Confidence levels are improving (from low levels) and the housing market is not falling as quickly as predicted. It’s interesting to see Tony Alexander’s (Economist) view on housing prices against unemployment.

The above graphs demonstrate what has happened since the early 1990’s, and since unemployment will continue to rise until at least the end of the year, then that would suggest the housing prices will continue to fall. Low interest rates, increased consumer spending and the fact that migration was so high before the lockdown begun, will likely help soften this blow. You can read about this in more detail in Tony Alexander’s View. We have highlighted the sections that I think you may find of interest.

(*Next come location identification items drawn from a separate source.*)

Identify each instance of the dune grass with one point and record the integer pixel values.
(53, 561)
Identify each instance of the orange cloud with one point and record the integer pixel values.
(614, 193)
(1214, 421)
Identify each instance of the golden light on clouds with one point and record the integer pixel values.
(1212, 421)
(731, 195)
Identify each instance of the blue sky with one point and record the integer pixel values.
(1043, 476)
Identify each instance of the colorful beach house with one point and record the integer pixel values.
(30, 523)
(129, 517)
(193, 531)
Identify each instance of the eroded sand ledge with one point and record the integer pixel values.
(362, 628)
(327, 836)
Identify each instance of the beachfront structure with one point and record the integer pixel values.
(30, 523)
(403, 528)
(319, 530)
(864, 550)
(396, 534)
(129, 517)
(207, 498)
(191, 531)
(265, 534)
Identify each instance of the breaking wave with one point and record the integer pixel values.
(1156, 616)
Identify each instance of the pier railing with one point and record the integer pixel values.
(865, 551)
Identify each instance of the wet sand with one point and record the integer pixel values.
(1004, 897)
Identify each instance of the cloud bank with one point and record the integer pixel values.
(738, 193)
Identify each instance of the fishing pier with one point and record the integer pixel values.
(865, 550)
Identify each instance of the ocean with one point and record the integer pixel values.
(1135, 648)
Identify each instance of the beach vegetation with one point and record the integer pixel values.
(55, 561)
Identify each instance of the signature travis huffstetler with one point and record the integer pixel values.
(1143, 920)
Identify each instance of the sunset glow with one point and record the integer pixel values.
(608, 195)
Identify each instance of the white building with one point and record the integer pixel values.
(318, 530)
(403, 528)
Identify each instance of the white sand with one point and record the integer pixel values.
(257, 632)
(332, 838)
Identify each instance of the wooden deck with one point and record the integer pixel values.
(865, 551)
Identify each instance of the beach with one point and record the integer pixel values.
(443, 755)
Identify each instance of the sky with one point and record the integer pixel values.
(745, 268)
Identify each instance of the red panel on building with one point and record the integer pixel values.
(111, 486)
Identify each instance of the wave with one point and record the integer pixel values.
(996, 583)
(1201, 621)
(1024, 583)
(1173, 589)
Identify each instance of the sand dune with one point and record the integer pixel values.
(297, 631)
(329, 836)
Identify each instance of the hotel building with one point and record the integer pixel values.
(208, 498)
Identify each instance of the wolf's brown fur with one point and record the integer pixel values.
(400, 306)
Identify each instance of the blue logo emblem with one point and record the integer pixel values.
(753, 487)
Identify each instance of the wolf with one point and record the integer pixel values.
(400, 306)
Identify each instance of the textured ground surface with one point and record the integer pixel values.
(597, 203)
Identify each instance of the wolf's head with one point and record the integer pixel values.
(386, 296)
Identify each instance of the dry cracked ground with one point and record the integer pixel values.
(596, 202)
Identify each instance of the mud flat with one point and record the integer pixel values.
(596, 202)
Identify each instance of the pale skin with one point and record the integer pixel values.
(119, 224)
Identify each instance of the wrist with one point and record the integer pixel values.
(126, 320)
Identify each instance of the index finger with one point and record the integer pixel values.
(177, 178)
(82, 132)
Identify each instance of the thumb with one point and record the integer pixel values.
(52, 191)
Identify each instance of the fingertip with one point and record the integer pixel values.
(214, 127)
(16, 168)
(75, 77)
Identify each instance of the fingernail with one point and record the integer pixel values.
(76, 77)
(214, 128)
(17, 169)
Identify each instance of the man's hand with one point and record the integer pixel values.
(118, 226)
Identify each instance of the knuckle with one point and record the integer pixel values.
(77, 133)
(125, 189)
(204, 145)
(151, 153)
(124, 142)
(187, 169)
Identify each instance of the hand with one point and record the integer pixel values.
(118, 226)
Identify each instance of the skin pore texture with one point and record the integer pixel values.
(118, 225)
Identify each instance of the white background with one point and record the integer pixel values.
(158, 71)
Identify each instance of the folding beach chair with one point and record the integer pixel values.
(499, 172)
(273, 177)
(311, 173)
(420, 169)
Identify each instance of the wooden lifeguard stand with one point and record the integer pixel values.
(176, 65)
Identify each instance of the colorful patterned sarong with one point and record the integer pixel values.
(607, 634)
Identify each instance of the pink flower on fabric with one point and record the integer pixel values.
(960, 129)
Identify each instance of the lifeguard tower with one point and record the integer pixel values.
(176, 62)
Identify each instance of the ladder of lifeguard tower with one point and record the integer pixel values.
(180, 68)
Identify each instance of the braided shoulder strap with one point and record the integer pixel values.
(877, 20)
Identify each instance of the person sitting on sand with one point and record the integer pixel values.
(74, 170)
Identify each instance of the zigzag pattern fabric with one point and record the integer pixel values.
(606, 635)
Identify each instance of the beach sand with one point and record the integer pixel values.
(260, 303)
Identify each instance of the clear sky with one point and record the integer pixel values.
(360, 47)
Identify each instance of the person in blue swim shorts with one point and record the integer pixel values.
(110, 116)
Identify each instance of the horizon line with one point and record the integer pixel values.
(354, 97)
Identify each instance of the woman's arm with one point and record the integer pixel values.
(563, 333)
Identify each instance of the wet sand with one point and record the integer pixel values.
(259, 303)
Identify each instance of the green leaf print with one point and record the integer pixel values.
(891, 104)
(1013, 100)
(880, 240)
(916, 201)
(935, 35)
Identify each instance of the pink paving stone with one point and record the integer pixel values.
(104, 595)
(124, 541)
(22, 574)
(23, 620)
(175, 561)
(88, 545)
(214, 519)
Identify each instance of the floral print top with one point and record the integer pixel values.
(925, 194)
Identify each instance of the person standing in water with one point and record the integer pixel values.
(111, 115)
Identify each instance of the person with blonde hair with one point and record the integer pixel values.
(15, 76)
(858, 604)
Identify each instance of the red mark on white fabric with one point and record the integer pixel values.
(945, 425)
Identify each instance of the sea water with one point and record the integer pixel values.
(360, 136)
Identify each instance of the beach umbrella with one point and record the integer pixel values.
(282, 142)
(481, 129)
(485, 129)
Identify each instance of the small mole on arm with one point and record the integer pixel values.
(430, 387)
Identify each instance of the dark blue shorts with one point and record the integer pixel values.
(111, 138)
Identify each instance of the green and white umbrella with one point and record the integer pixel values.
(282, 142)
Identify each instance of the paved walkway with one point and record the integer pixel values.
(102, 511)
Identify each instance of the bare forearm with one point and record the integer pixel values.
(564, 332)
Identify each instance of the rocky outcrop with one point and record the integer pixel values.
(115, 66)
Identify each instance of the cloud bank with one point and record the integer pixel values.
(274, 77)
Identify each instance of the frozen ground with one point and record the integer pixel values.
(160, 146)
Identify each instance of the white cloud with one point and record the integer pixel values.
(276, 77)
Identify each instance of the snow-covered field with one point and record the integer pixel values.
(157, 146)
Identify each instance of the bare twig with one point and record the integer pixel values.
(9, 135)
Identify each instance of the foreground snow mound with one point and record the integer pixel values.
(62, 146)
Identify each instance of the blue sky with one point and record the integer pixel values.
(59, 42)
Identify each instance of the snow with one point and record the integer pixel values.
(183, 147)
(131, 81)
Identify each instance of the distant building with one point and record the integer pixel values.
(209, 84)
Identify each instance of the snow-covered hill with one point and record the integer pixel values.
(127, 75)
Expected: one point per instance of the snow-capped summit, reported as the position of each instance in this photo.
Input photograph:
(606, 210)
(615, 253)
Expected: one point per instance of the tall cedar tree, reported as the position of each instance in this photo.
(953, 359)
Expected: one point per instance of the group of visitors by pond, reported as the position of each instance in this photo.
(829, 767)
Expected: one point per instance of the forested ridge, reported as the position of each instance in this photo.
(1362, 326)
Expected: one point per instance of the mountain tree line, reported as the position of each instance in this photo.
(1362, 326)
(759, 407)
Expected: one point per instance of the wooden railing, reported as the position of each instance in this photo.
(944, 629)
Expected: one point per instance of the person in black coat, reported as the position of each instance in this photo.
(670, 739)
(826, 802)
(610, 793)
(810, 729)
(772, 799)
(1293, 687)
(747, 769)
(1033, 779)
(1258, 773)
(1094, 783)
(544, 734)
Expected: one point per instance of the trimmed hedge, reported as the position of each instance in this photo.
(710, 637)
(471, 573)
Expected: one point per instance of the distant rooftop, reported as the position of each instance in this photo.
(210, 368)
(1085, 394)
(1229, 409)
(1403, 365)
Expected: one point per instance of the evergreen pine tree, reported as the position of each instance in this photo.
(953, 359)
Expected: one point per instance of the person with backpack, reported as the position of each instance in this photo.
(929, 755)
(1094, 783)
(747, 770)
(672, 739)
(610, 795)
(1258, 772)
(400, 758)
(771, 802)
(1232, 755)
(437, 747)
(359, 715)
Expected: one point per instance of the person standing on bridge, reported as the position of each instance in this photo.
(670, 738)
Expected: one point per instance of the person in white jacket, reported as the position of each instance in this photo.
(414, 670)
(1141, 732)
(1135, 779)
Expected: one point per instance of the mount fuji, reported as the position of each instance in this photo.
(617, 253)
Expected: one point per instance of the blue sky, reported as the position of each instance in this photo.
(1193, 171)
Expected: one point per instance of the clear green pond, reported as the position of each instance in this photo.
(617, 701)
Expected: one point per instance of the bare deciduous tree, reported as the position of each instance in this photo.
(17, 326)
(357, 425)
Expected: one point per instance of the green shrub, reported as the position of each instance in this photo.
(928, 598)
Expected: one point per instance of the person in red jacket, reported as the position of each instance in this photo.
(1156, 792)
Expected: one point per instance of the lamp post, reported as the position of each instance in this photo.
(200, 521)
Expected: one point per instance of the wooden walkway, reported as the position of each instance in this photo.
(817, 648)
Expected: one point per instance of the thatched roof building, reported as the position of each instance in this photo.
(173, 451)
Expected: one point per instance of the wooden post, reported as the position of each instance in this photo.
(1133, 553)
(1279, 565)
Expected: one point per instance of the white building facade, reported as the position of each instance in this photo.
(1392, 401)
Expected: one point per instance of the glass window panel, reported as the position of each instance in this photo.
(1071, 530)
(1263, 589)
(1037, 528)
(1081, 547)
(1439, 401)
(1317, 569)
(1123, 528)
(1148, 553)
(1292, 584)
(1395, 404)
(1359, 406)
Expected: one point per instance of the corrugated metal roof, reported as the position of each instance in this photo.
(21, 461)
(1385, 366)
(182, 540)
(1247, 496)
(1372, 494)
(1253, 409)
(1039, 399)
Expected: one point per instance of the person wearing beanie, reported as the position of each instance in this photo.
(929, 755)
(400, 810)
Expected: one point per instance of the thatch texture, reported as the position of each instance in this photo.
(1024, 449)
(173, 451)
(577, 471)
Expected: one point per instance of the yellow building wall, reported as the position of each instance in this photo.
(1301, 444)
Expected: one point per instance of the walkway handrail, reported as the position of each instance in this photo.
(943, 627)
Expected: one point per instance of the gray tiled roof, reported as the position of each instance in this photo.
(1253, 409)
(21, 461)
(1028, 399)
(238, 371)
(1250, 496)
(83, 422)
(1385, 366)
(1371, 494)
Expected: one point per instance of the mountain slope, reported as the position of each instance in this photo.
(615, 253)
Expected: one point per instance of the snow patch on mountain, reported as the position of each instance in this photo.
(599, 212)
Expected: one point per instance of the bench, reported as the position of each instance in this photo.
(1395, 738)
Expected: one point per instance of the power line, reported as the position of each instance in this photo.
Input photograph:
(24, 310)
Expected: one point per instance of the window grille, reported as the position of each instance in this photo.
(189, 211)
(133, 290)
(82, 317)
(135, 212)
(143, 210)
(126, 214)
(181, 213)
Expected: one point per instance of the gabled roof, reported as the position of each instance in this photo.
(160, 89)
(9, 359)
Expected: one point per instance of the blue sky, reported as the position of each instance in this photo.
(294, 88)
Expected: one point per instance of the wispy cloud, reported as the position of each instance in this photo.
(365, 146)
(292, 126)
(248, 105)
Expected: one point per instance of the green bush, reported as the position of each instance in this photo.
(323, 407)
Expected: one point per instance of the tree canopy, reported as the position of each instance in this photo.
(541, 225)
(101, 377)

Some other points we have seen that are quite interesting in relation to the Gross Domestic Profit drop are:
• The GDP drop of 1.6% is the largest quarterly fall in 29 years. Paul Pascoe (National Accounts Senior Manager) said the last quarterly fall this big was in March 1991, when it dropped 2.4%.
• Only seven per cent of the March quarter was in Alert Level 4 lockdown.
• Industries related to international travel, such as accommodation and transport, began to feel the effects of Covid-19 earlier in the quarter, with activity dropping significantly once the borders closed on 19 March.
• The hospitality industry was the most impacted, falling 7.8 per cent.
• Australia’s GDP fell only 0.3 per cent, Canada fell 2.1 per cent, the UK fell 2 per cent and the US fell 1.3 per cent in the same time period.

 

This Week’s Opportunities
Let’s hope you get some flow on effect directly or indirectly from the below projects that have been announced:
• The Avatar project will benefit New Zealand’s economy with jobs for 400 Kiwis and projections of a $70 million spend in the next five months.
• Shovel ready projects selected – The Government is fast-tracking 11 infrastructure projects as it looks to rebuild the economy in the wake of Covid-19. The first tranche of projects approved for the new, much shorter consenting process include high density housing around the country, an upgrade of State Highway 1 between Papakura and Drury and the Auckland Harbour Bridge SkyPath. (You can find the full list of projects here.)
• The Provincial Growth Fund is providing councils and KiwiRail with $60 million to create work for local employees. Of that funding, $26 million has been allocated for rail projects and $27 million for local roading projects. The remainder will go towards supporting workers’ training for their new roles. Regional Economic Development Minister Shane Jones says the money means work can start almost immediately in areas like the Bay of Plenty, West Coast and Wairarapa.